Within this work, an analytical method for the parallel quantification of 119 analytes in bat guano was developed and validated. The method is based on the QuEChERS sample preparation [42], presenting a modified approach of the DIN EN 15662 [43]. Validation was performed according to SANTE/11312/2021 [44] regarding linearity and lower limit of quantification, recovery, and precision. The developed methodology provided sufficient linearity and recovery with a high precision. Thus, the method allows for the rapid and precise parallel quantification of not only pesticides and POPs, but also a variety of other potential contaminants, such as flame retardants, plasticizers, UV blockers, hormones, and APIs.

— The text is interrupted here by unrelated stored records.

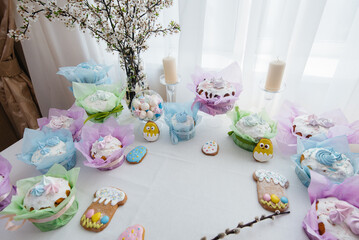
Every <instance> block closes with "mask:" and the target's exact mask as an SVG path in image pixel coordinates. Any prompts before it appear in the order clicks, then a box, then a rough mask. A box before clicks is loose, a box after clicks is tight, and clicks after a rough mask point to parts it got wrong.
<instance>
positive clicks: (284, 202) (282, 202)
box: [280, 197, 288, 204]
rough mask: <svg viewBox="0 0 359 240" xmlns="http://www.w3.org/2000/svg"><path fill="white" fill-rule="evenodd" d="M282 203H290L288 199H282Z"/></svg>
mask: <svg viewBox="0 0 359 240" xmlns="http://www.w3.org/2000/svg"><path fill="white" fill-rule="evenodd" d="M280 201H281V202H282V203H284V204H285V203H288V198H286V197H281V198H280Z"/></svg>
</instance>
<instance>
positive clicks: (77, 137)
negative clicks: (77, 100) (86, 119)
mask: <svg viewBox="0 0 359 240" xmlns="http://www.w3.org/2000/svg"><path fill="white" fill-rule="evenodd" d="M51 116H57V117H60V116H66V117H69V118H72V119H73V120H74V122H73V123H72V124H71V126H70V128H69V130H70V132H71V133H72V138H73V140H74V141H80V140H81V139H80V136H81V129H82V127H83V125H84V121H85V119H86V118H87V115H86V112H85V110H84V109H83V108H80V107H78V106H76V105H75V104H74V105H72V107H71V108H69V109H68V110H61V109H56V108H50V110H49V115H48V117H43V118H39V119H37V123H38V124H39V127H40V129H42V128H43V127H44V126H46V125H47V124H49V122H50V120H51Z"/></svg>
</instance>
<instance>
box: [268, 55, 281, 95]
mask: <svg viewBox="0 0 359 240" xmlns="http://www.w3.org/2000/svg"><path fill="white" fill-rule="evenodd" d="M284 69H285V62H284V61H281V60H279V59H277V60H274V61H272V62H270V63H269V68H268V75H267V80H266V84H265V87H264V88H265V89H266V90H268V91H270V92H278V91H279V90H280V86H281V84H282V79H283V73H284Z"/></svg>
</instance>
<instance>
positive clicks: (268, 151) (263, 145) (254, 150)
mask: <svg viewBox="0 0 359 240" xmlns="http://www.w3.org/2000/svg"><path fill="white" fill-rule="evenodd" d="M253 158H254V160H256V161H258V162H267V161H269V160H270V159H272V158H273V144H272V141H271V140H270V139H268V138H262V139H261V140H260V141H259V142H258V143H257V145H256V147H255V148H254V150H253Z"/></svg>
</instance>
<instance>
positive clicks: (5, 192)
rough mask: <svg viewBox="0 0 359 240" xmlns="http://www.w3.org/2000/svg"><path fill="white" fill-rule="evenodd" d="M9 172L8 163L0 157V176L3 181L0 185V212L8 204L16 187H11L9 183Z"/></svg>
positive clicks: (14, 186) (10, 169) (10, 170)
mask: <svg viewBox="0 0 359 240" xmlns="http://www.w3.org/2000/svg"><path fill="white" fill-rule="evenodd" d="M10 171H11V164H10V162H9V161H8V160H7V159H5V158H4V157H2V156H0V175H1V176H3V177H4V179H3V181H2V182H1V183H0V200H1V201H0V211H2V210H3V209H4V208H6V207H7V205H9V204H10V202H11V198H12V196H13V195H15V194H16V187H15V186H12V184H11V182H10V178H9V175H10ZM4 197H5V198H4ZM3 198H4V199H3Z"/></svg>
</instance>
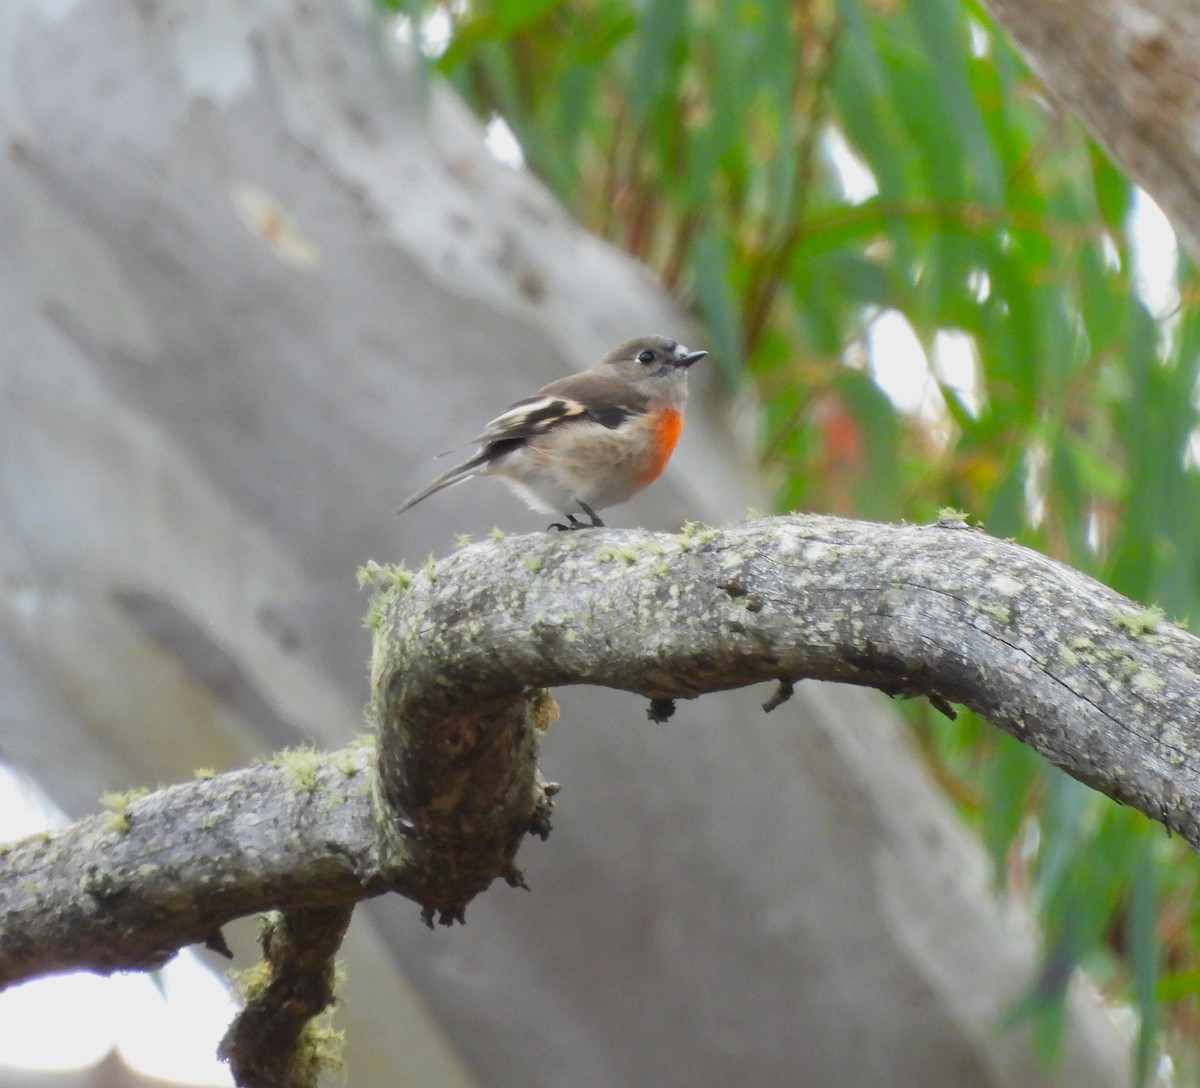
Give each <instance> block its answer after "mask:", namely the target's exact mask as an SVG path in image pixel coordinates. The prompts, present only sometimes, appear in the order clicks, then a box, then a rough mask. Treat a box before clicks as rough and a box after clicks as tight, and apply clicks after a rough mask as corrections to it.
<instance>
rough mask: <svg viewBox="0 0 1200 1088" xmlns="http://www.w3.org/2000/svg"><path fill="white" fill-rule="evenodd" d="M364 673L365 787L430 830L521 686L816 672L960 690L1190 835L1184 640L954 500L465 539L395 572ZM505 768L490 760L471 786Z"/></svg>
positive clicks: (510, 747) (1194, 769)
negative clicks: (949, 515) (1019, 540)
mask: <svg viewBox="0 0 1200 1088" xmlns="http://www.w3.org/2000/svg"><path fill="white" fill-rule="evenodd" d="M372 677H373V683H374V689H376V708H377V714H378V716H379V727H380V750H382V752H383V753H384V756H383V763H382V769H383V777H384V792H385V794H386V795H388V797H390V798H392V799H394V800H396V801H398V803H400V804H401V806H402V807H406V809H407V810H408V811H409V813H410V815H413V816H414V818H415V819H416V820H418V824H416V830H418V832H419V834H420V835H426V834H430V835H433V836H436V837H439V838H440V836H443V835H444V836H446V841H456V840H457V841H464V840H466V838H467V837H469V835H470V825H469V823H468V824H463V825H458V826H454V825H452V823H454V820H450V822H443V813H445V812H448V811H451V810H454V809H455V804H456V799H457V797H458V791H460V788H461V782H460V781H458V780H456V779H454V777H444V776H443V775H442V773H440V771H438V770H437V768H436V765H434V764H436V761H437V759H438V758H440V759H442V761H443V765H455V767H458V768H460V769H461V773H463V774H466V773H467V771H468V770H474V769H478V764H476V763H475V762H474V761H478V759H479V758H480V757H481V755H482V753H484V752H494V750H497V749H503V751H504V752H523V751H526V750H524V749H523V747H522V745H523V743H524V741H523V740H520V739H515V738H516V735H517V734H515V733H514V729H516V728H517V727H516V726H515V725H514V723H515V722H518V721H520V720H521V714H522V710H521V708H522V707H524V714H526V716H527V719H528V717H530V716H532V717H536V713H535V711H534V709H533V708H535V707H536V705H539V704H538V702H536V701H538V699H540V698H541V696H540V695H538V692H539V691H540V689H542V687H551V686H556V685H566V684H600V685H606V686H610V687H620V689H624V690H626V691H632V692H637V693H640V695H643V696H647V697H649V698H652V699H655V701H658V705H660V707H661V705H665V704H666V701H670V699H677V698H688V697H692V696H698V695H703V693H704V692H710V691H718V690H721V689H728V687H737V686H742V685H745V684H752V683H755V681H758V680H782V681H785V687H784V691H786V684H790V683H792V681H796V680H798V679H803V678H816V679H823V680H842V681H847V683H852V684H864V685H870V686H874V687H878V689H881V690H883V691H887V692H892V693H898V695H918V693H925V695H929V696H931V697H932V698H934V699H935V701H937V702H940V703H941V702H944V701H952V702H958V703H962V704H965V705H967V707H971V708H972V709H976V710H978V711H979V713H980V714H983V715H984V716H986V717H988V719H989V720H990V721H992V722H994V723H995V725H997V726H1000V727H1001V728H1003V729H1007V731H1008V732H1010V733H1012V734H1013V735H1015V737H1016V738H1019V739H1020V740H1022V741H1025V743H1026V744H1028V745H1031V746H1032V747H1034V749H1036V750H1037V751H1038V752H1040V753H1042V755H1043V756H1045V757H1046V758H1048V759H1050V761H1051V762H1052V763H1055V764H1057V765H1058V767H1062V768H1063V769H1064V770H1067V771H1068V773H1069V774H1072V775H1074V776H1075V777H1076V779H1080V780H1081V781H1084V782H1086V783H1087V785H1090V786H1093V787H1094V788H1097V789H1099V791H1102V792H1104V793H1106V794H1109V797H1112V798H1115V799H1116V800H1118V801H1122V803H1124V804H1128V805H1132V806H1134V807H1136V809H1139V810H1141V811H1142V812H1145V813H1146V815H1147V816H1151V817H1152V818H1154V819H1158V820H1160V822H1163V823H1164V824H1165V825H1166V826H1168V828H1170V829H1171V830H1174V831H1177V832H1180V834H1181V835H1183V836H1184V837H1187V840H1188V841H1189V842H1190V843H1193V844H1194V846H1200V807H1198V800H1200V792H1198V785H1200V779H1198V769H1200V731H1198V729H1196V727H1195V726H1194V725H1193V722H1194V708H1195V707H1196V705H1198V703H1200V641H1198V639H1195V638H1194V637H1193V636H1190V635H1188V633H1187V632H1184V631H1182V630H1181V629H1178V627H1176V626H1175V625H1172V624H1169V623H1165V621H1164V620H1163V619H1162V618H1160V617H1159V615H1158V614H1157V613H1156V612H1153V611H1151V609H1146V608H1141V607H1139V606H1138V605H1135V603H1133V602H1130V601H1129V600H1127V599H1124V597H1122V596H1121V595H1120V594H1116V593H1114V591H1112V590H1110V589H1108V588H1105V587H1103V585H1100V584H1099V583H1097V582H1094V581H1092V579H1090V578H1087V577H1085V576H1084V575H1081V573H1079V572H1078V571H1074V570H1072V569H1069V567H1066V566H1063V565H1062V564H1058V563H1055V561H1054V560H1051V559H1048V558H1045V557H1044V555H1040V554H1038V553H1036V552H1032V551H1030V549H1027V548H1024V547H1020V546H1018V545H1014V543H1009V542H1004V541H1000V540H995V539H992V537H990V536H988V535H985V534H984V533H980V531H977V530H972V529H970V528H967V527H966V525H965V524H962V523H961V522H958V521H954V519H947V521H946V522H942V523H938V524H937V525H929V527H907V525H875V524H866V523H862V522H851V521H844V519H839V518H828V517H815V516H796V517H784V518H767V519H763V521H757V522H752V523H748V524H742V525H736V527H732V528H728V529H720V530H716V529H704V528H696V527H691V528H689V529H688V530H685V531H684V533H682V534H679V535H676V536H667V535H662V534H653V533H641V531H614V530H592V531H587V533H574V534H568V535H558V534H547V535H545V536H522V537H516V539H510V540H504V541H500V542H486V543H480V545H475V546H473V547H468V548H466V549H463V551H461V552H458V553H457V554H455V555H452V557H450V558H448V559H445V560H443V561H442V563H438V564H434V565H432V566H430V567H428V569H427V570H426V571H424V572H421V573H420V575H416V576H412V577H409V576H407V575H404V573H398V575H395V584H394V585H392V588H391V589H390V590H389V591H388V599H386V601H385V602H384V606H383V609H382V612H380V624H379V631H378V637H377V644H376V654H374V663H373V669H372ZM522 701H524V702H522ZM528 733H529V729H528V727H527V735H528ZM414 749H419V750H420V751H421V753H422V758H426V757H428V758H431V759H433V761H434V762H433V763H426V764H424V765H425V768H426V770H428V771H430V774H428V775H425V776H421V777H419V779H414V776H413V774H412V765H413V764H410V763H408V762H406V759H404V758H396V756H395V753H397V752H409V751H413V750H414ZM500 763H503V759H502V761H500ZM509 775H510V773H509V771H506V773H504V774H499V775H496V776H493V777H492V779H491V785H490V786H488V787H487V791H486V792H485V794H484V797H482V804H484V805H485V806H486V805H491V804H499V800H498V799H500V798H504V797H505V795H506V794H505V791H506V789H509V788H511V785H512V779H511V777H510V776H509ZM481 812H482V809H480V810H479V812H476V817H473V819H474V818H479V816H480V813H481ZM522 815H523V810H522Z"/></svg>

The presented method provides an important tool for non-invasive contamination monitoring of bat populations, facilitating the monitoring of contamination changes over time and paving the way for a better understanding of the effects different classes of pollutants may have on bat populations. The analysis of three guano samples collected in a nursery roost of Myotis myotis revealed the presence of 32 different analytes in the guano. Analysis of the same samples with an LC-MS/MS underlined the reliability of the obtained results and provided a tool to quantify individual analytes with a greater sensitivity. These results show that the developed methodology is suitable to quantify a variety of analytes in bat guano and it can be combined easily with an LC-MS/MS method. Both methods together cover 193 different lipophilic and hydrophilic pollutants. The results of this study also show that regarding pesticides mostly fungicides can contaminate bat populations, but that bats are already exposed to other potentially harmful substances such as plasticizers, flame retardants, or UV blockers. The effects of these substances on wildlife and especially on bats are mostly unknown. Further analyses are needed for a more precise interpretation of the results and conclusions on the effects of bat exposure.